Actually, I didn't just drop the motor in, because try as I might it wouldn't fit into place - the clutch plate or something was stopping it. I had the motor on a block-and-tackle and I must have lifted it out and back in a dozen times. I wasn't very happy with it, so eventually I did the only intelligent thing left - I beat shit out of the car with some of that whacker stuff. It didn't work though; the motor still wouldn't click in, so I thought ‘It's my own damn fault’.
I figured it was my fault because I hadn't really belted it - the metal body on those old cars is thick as hell, and the Fiat's still undercoat grey, so I'd known a poly pipe couldn't hurt it. I went tearing outside and got a big bit of timber and I started to charge back in to give the car what-for.
‘Phone, Danny.
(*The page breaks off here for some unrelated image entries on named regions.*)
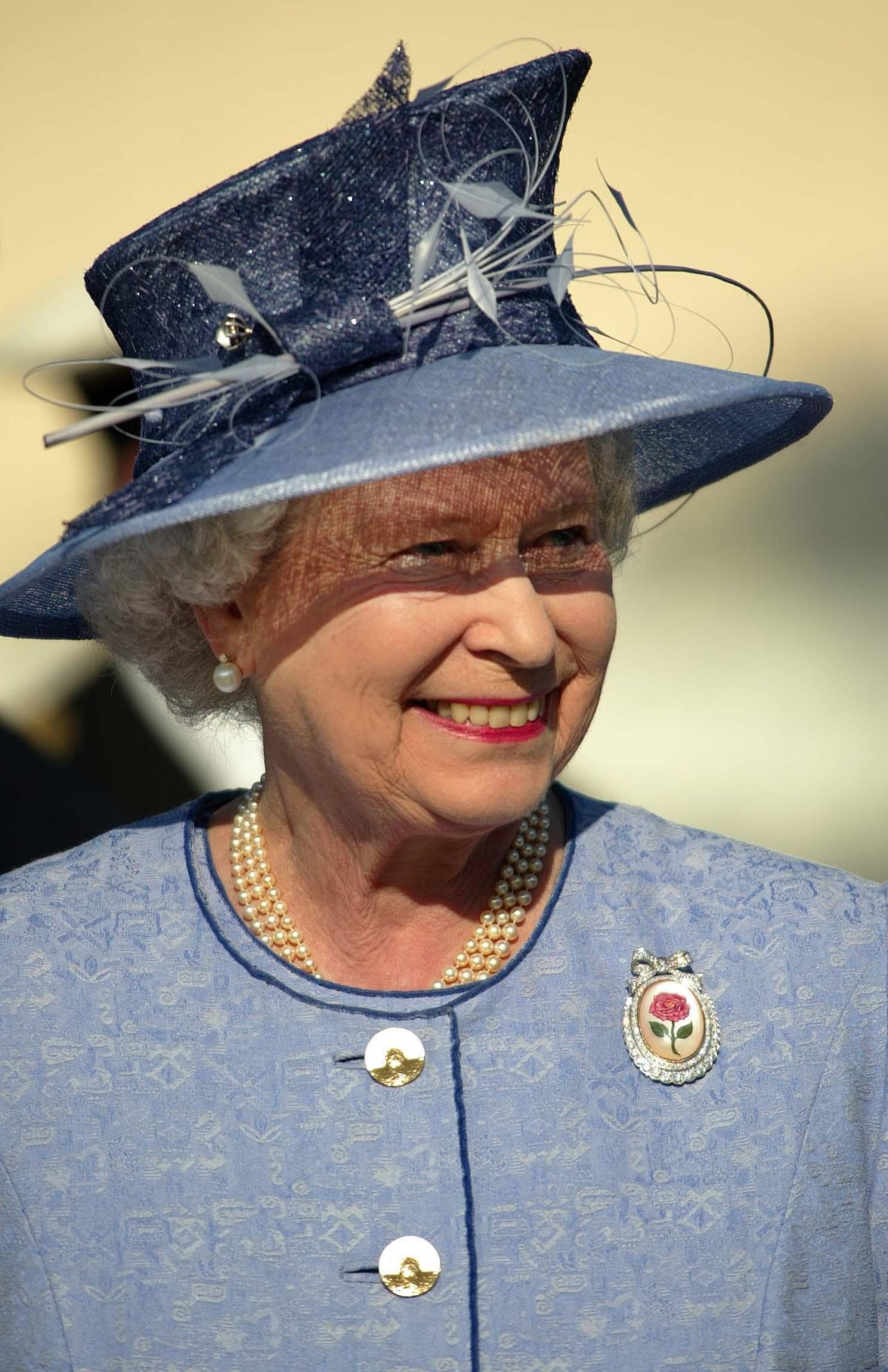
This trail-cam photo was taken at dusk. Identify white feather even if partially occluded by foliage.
[188,262,262,323]
[460,229,497,324]
[546,233,574,305]
[443,181,525,220]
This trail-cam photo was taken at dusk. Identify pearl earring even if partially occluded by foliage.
[212,653,243,696]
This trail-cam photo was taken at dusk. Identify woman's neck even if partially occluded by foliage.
[210,774,562,991]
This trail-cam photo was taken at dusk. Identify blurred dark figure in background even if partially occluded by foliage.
[0,366,201,871]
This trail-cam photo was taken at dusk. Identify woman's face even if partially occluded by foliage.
[229,443,615,832]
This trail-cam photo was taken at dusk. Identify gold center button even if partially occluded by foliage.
[379,1234,440,1295]
[363,1029,426,1080]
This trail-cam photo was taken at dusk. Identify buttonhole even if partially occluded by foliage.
[339,1264,379,1282]
[334,1052,363,1069]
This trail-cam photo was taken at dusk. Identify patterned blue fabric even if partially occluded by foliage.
[0,792,888,1372]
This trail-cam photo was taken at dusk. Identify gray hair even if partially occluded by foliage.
[77,431,634,724]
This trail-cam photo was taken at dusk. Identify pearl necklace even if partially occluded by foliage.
[231,776,549,991]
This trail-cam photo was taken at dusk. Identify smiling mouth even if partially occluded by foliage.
[411,696,546,730]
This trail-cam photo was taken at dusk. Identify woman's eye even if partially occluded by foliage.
[388,539,460,572]
[405,540,456,557]
[535,524,588,548]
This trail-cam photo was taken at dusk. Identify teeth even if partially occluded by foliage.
[435,696,545,728]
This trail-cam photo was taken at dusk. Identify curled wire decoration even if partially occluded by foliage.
[24,40,774,507]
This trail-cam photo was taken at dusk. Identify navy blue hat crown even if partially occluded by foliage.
[76,45,593,491]
[0,47,832,638]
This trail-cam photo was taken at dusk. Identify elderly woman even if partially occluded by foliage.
[0,50,888,1372]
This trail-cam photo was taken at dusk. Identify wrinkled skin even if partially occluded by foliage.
[198,443,615,989]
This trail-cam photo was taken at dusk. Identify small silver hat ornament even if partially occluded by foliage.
[623,948,721,1086]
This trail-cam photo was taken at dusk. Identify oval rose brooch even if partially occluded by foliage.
[623,948,719,1086]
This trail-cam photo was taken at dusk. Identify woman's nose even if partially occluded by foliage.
[462,574,556,667]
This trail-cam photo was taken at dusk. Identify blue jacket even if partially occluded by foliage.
[0,792,888,1372]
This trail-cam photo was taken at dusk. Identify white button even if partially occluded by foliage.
[363,1029,426,1086]
[379,1234,440,1295]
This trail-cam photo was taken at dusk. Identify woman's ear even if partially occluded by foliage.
[191,601,255,676]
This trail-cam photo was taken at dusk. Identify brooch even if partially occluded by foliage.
[623,948,719,1086]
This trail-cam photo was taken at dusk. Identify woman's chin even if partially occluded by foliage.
[414,759,552,830]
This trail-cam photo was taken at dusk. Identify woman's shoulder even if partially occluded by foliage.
[0,801,199,911]
[565,790,888,921]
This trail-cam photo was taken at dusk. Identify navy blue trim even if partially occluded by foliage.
[448,1009,483,1372]
[184,784,576,1020]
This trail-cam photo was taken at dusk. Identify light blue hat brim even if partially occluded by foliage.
[0,344,832,638]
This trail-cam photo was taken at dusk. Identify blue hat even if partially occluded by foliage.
[0,47,832,638]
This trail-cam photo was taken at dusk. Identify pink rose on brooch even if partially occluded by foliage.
[648,991,693,1057]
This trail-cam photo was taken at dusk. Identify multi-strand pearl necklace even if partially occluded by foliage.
[231,776,549,991]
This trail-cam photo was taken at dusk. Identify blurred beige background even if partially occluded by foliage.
[0,0,888,877]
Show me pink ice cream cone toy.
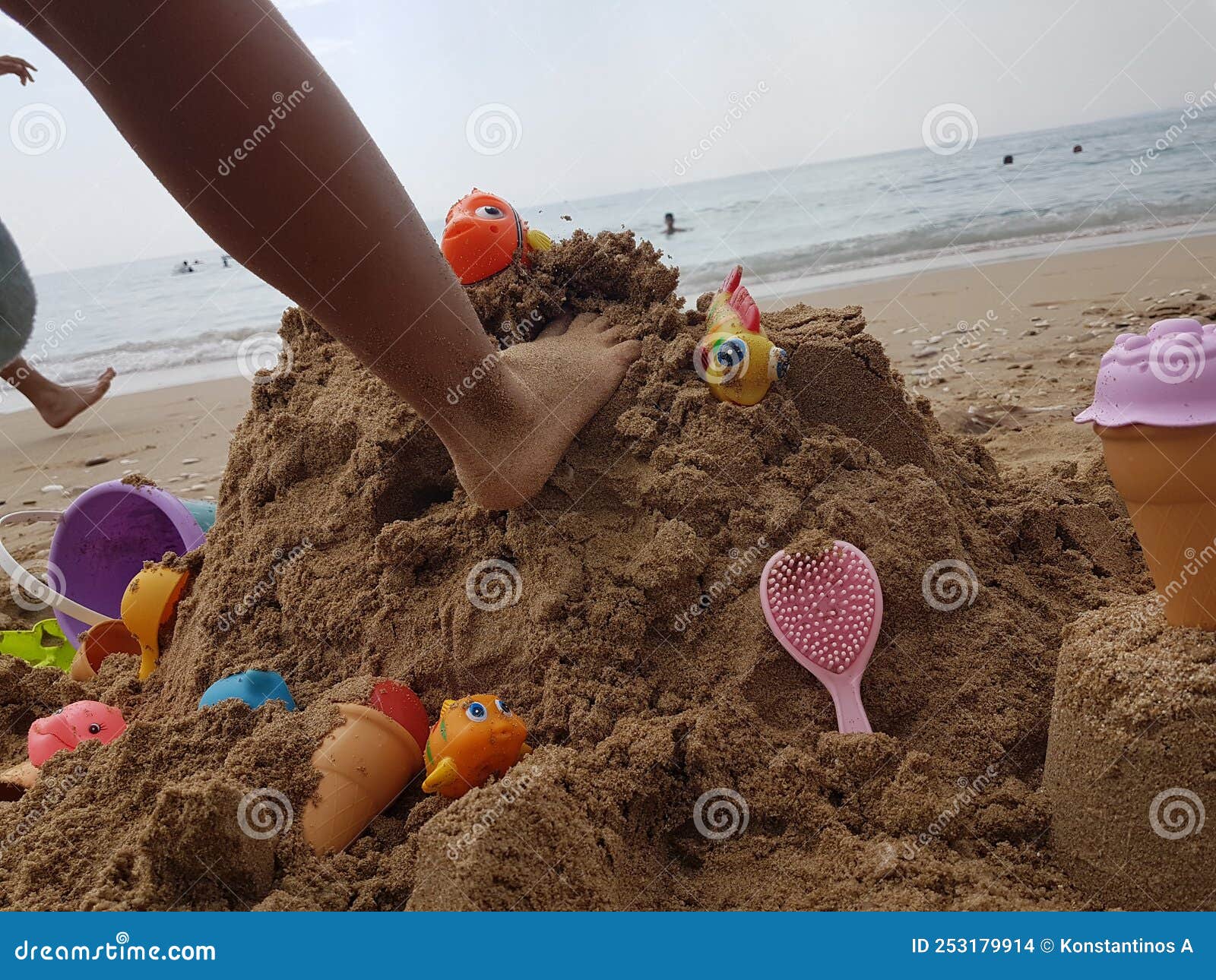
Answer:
[1076,320,1216,630]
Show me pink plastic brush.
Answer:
[760,541,883,732]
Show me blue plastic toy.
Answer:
[198,670,296,711]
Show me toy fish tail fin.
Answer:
[524,229,553,251]
[422,757,460,793]
[731,286,760,334]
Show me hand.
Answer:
[0,55,38,85]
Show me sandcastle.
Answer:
[1044,318,1216,911]
[1043,596,1216,911]
[0,232,1145,909]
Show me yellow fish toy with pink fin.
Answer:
[692,265,789,405]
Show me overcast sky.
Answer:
[0,0,1216,273]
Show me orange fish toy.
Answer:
[439,187,553,286]
[422,694,531,799]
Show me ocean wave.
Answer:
[36,324,278,384]
[679,201,1210,294]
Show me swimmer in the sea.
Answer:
[0,0,641,510]
[663,211,689,235]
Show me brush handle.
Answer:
[823,677,874,735]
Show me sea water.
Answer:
[11,103,1216,411]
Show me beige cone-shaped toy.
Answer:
[304,704,422,854]
[1094,425,1216,630]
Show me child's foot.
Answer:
[445,314,642,511]
[34,367,114,429]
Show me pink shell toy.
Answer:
[1075,318,1216,427]
[760,541,883,732]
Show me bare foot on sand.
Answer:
[30,367,114,429]
[444,314,642,511]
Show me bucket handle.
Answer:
[0,511,109,626]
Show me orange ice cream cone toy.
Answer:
[1076,320,1216,630]
[304,704,422,854]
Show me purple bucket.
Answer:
[49,480,215,646]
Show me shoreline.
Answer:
[9,221,1216,416]
[9,228,1216,530]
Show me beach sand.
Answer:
[0,233,1216,909]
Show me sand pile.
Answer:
[0,232,1145,909]
[1044,596,1216,911]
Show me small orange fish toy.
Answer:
[439,187,553,286]
[422,694,531,799]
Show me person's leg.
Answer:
[0,358,114,429]
[0,0,640,507]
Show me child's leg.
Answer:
[0,0,640,507]
[0,358,114,429]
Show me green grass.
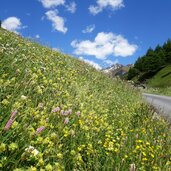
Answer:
[0,29,171,171]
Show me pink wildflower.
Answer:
[52,107,61,113]
[64,117,69,124]
[63,111,70,116]
[35,126,45,135]
[68,109,72,115]
[10,110,18,120]
[4,119,13,131]
[76,111,81,116]
[39,103,43,109]
[60,110,65,115]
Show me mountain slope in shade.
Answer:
[102,63,133,77]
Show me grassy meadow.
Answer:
[0,29,171,171]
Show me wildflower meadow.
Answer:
[0,29,171,171]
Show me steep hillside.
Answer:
[128,40,171,82]
[148,65,171,88]
[102,63,132,78]
[0,29,171,171]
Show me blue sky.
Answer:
[0,0,171,68]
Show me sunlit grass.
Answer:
[0,29,171,171]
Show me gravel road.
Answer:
[143,93,171,120]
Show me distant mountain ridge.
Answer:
[102,63,133,77]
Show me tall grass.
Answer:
[0,29,171,171]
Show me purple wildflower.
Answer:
[4,118,13,131]
[63,111,70,116]
[68,109,72,115]
[64,117,69,124]
[35,126,45,135]
[60,110,65,115]
[76,111,81,116]
[39,103,43,109]
[52,107,61,113]
[10,110,18,120]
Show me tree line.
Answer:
[127,39,171,82]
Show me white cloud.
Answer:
[46,10,68,33]
[2,17,25,33]
[104,59,119,65]
[71,32,138,60]
[79,57,102,70]
[65,2,77,13]
[82,24,96,33]
[89,0,124,15]
[39,0,65,8]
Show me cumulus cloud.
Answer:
[46,10,68,33]
[71,32,138,60]
[39,0,65,8]
[2,17,24,33]
[65,2,77,13]
[104,59,119,65]
[89,0,124,15]
[82,24,96,33]
[79,57,102,70]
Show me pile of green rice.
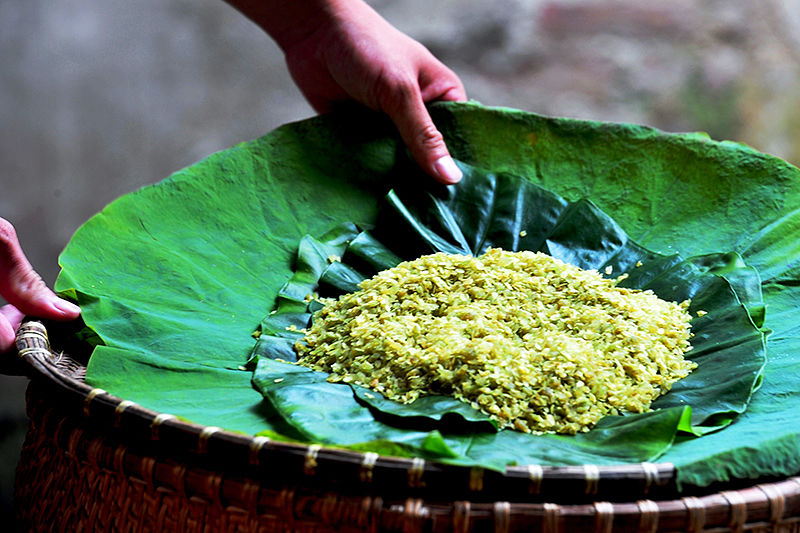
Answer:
[295,249,696,434]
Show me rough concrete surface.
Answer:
[0,0,800,523]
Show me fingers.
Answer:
[0,218,80,320]
[380,79,462,185]
[0,304,24,353]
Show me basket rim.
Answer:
[10,320,780,508]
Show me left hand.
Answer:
[0,218,80,354]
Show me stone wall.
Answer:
[0,0,800,519]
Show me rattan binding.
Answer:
[10,322,800,532]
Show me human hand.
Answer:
[229,0,466,184]
[0,218,80,354]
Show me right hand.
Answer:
[0,218,81,354]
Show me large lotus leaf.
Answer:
[252,158,765,465]
[56,104,800,486]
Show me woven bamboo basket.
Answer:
[15,322,800,533]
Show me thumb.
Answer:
[0,218,80,320]
[384,91,462,185]
[0,304,24,354]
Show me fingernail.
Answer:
[433,155,464,183]
[50,298,81,315]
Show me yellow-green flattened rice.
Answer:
[295,249,696,434]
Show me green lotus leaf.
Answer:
[251,159,765,464]
[56,103,800,486]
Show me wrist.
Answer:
[231,0,356,52]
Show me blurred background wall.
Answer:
[0,0,800,524]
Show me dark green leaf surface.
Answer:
[57,104,800,486]
[253,164,765,463]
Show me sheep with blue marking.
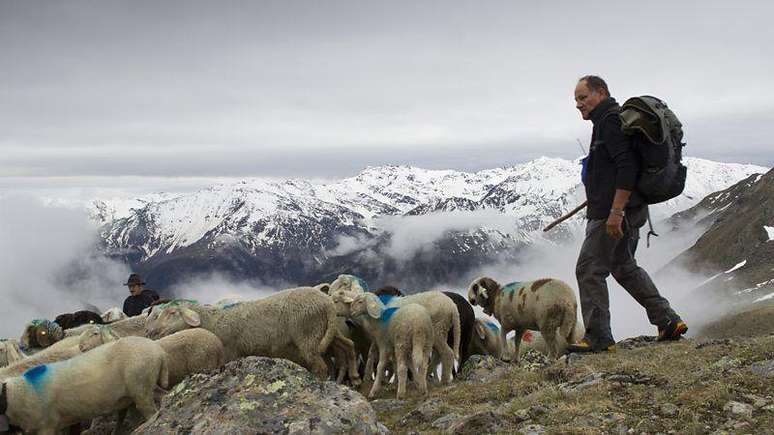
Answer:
[468,277,578,361]
[145,287,354,379]
[337,292,435,399]
[0,337,168,435]
[0,325,119,379]
[366,291,462,383]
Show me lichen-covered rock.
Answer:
[134,357,380,434]
[457,355,511,382]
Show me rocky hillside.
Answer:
[93,305,774,435]
[672,170,774,301]
[92,158,766,290]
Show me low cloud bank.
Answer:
[0,195,129,337]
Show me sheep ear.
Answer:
[365,293,383,319]
[99,328,120,344]
[180,307,202,328]
[19,324,35,349]
[475,322,486,340]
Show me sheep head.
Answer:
[468,277,500,316]
[78,325,119,352]
[349,293,384,319]
[145,305,202,340]
[0,339,24,367]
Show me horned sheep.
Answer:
[468,277,578,361]
[145,287,354,379]
[0,337,168,434]
[340,292,435,399]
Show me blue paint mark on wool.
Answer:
[23,364,49,393]
[503,281,522,292]
[379,307,398,323]
[353,275,368,292]
[486,320,500,332]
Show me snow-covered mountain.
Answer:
[92,157,768,287]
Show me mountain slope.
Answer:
[92,157,766,289]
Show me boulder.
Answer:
[139,357,383,434]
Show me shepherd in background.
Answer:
[568,76,688,352]
[124,273,159,317]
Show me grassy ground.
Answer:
[374,306,774,434]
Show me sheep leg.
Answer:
[434,334,454,384]
[500,326,521,362]
[511,329,524,364]
[395,345,408,399]
[368,351,387,399]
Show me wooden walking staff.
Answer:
[543,201,588,232]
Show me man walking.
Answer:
[568,76,688,352]
[124,273,159,317]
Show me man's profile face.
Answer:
[575,80,607,120]
[129,284,142,296]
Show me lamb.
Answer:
[331,289,461,383]
[0,338,27,368]
[468,277,578,361]
[54,310,105,330]
[19,319,64,350]
[145,287,354,379]
[0,337,168,434]
[341,292,435,399]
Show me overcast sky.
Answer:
[0,0,774,194]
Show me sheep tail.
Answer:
[452,308,462,361]
[158,352,169,390]
[317,303,339,354]
[559,303,580,343]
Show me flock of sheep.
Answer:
[0,275,581,434]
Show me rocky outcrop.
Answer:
[134,357,380,434]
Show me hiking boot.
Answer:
[567,338,615,353]
[657,319,688,341]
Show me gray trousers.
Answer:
[575,206,679,350]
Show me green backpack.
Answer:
[619,95,688,204]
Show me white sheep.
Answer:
[0,338,27,368]
[0,337,168,435]
[0,325,118,379]
[468,317,502,358]
[330,274,368,294]
[468,277,578,361]
[65,314,148,338]
[358,291,461,383]
[80,328,225,385]
[146,287,354,379]
[341,292,435,399]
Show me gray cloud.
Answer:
[0,1,774,184]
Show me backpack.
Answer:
[619,95,688,204]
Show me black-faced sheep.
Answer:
[146,287,354,379]
[0,337,168,435]
[468,277,578,361]
[341,292,435,399]
[19,319,64,350]
[54,310,105,330]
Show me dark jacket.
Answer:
[583,97,644,219]
[124,289,159,317]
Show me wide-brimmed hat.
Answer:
[124,273,145,287]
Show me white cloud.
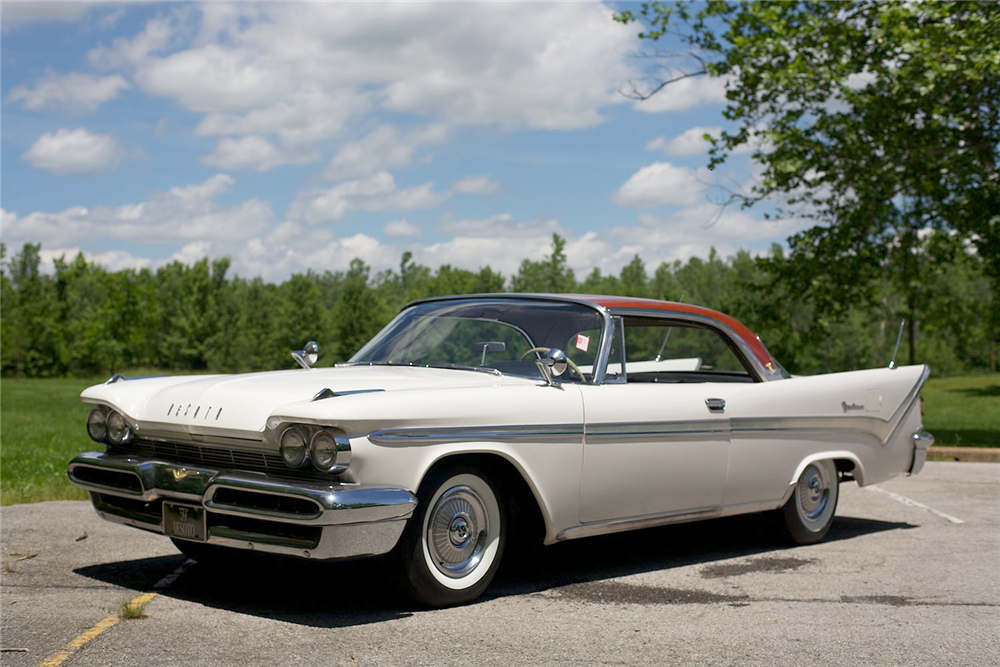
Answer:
[0,0,99,30]
[289,171,450,224]
[7,72,128,111]
[200,135,319,171]
[635,76,726,113]
[382,218,422,238]
[646,126,722,155]
[88,3,634,170]
[613,162,706,208]
[324,125,447,180]
[21,128,122,174]
[451,174,500,195]
[3,174,273,249]
[2,192,811,281]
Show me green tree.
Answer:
[511,234,576,293]
[616,0,1000,368]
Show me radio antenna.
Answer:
[889,317,906,370]
[653,294,684,361]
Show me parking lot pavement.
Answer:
[0,462,1000,667]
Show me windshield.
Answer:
[349,299,604,382]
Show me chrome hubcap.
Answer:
[796,465,830,523]
[427,486,490,578]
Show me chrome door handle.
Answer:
[705,398,726,412]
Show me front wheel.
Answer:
[396,466,507,607]
[777,459,840,544]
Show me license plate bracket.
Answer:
[163,502,208,542]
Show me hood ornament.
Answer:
[292,340,319,370]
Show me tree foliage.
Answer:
[0,234,992,376]
[616,0,1000,366]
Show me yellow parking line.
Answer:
[38,593,156,667]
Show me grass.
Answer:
[921,374,1000,447]
[0,375,1000,505]
[118,600,147,620]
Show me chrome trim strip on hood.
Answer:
[368,424,583,445]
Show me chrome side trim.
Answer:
[585,419,729,443]
[556,506,722,542]
[368,424,583,445]
[730,367,930,445]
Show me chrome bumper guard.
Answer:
[67,452,417,560]
[907,429,934,475]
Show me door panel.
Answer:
[580,382,734,523]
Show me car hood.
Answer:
[81,366,538,437]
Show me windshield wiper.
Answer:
[424,364,503,375]
[337,361,503,375]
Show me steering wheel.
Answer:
[520,347,587,382]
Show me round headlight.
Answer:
[106,410,132,445]
[309,429,351,474]
[87,408,108,442]
[281,426,306,468]
[309,431,337,470]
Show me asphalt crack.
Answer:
[701,556,816,579]
[553,581,1000,608]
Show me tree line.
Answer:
[0,234,996,377]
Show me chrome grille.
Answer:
[108,440,333,480]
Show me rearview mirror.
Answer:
[292,340,319,370]
[535,347,569,386]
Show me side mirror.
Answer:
[535,347,569,387]
[292,340,319,370]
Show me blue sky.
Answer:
[0,1,801,280]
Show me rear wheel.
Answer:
[777,459,840,544]
[395,465,507,607]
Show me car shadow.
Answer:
[74,515,916,628]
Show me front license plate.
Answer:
[163,502,208,542]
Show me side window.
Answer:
[563,327,601,375]
[625,318,753,382]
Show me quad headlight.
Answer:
[269,420,351,475]
[87,405,134,445]
[105,410,132,445]
[281,426,307,468]
[87,408,108,442]
[309,429,351,473]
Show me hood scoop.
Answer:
[309,387,385,403]
[167,403,222,421]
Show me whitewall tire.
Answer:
[778,459,840,544]
[396,465,507,607]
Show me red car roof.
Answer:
[564,294,776,370]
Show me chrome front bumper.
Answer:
[67,452,417,560]
[907,429,934,475]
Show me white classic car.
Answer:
[68,294,933,606]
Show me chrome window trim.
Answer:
[600,308,786,382]
[392,292,612,385]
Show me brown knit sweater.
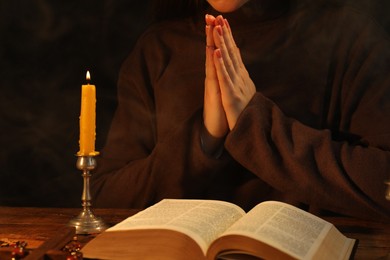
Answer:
[92,1,390,221]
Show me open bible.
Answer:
[82,199,356,260]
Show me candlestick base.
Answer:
[68,156,107,234]
[68,209,107,235]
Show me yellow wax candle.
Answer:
[77,71,98,156]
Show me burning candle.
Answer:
[77,71,98,156]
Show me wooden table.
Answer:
[0,207,390,260]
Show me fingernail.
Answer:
[216,25,222,36]
[225,19,230,29]
[214,49,222,59]
[218,15,224,26]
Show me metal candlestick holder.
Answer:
[68,156,107,234]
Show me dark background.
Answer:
[0,0,390,207]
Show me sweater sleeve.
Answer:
[91,33,232,208]
[225,12,390,221]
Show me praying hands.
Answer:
[203,15,256,154]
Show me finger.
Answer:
[213,49,233,98]
[216,15,242,72]
[205,14,215,47]
[213,25,236,81]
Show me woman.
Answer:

They said it's urgent.’ Innocent shouted out the window.
Shit. What now? I drop the wood and go into the kitchen. She's holding the phone out to me, but she accidentally drops the receiver. Then it starts - you know how it goes. You both stoop down fast to get it before they hang up, and in her rush she knocks you off balance and as you tumble you knock the phone further away. You scrabble to the lead and pull it to you, but she's grabbed it just then and there's more time wasted there. At long last you're standing with it in your hand.
‘Hello? - Hello?? - Ah, shit. They've hung up.’
She's just standing there looking out the window, looking through the shed doors to the Fiat, and without even sounding interested, without even turning to look at me, she asks ever so innocently ‘Have I wasted enough time yet?’
I put the phone down carefully and quietly and I go out to the shed carefully and quietly, stepping over the dropped timber as I go. I try the motor carefully and quietly and it clicks in first time - naturally. All the time I'm muttering to myself, carefully and quietly, ‘You smartarse bitch, Innocent.’ but under it all I'm so glad for what she did.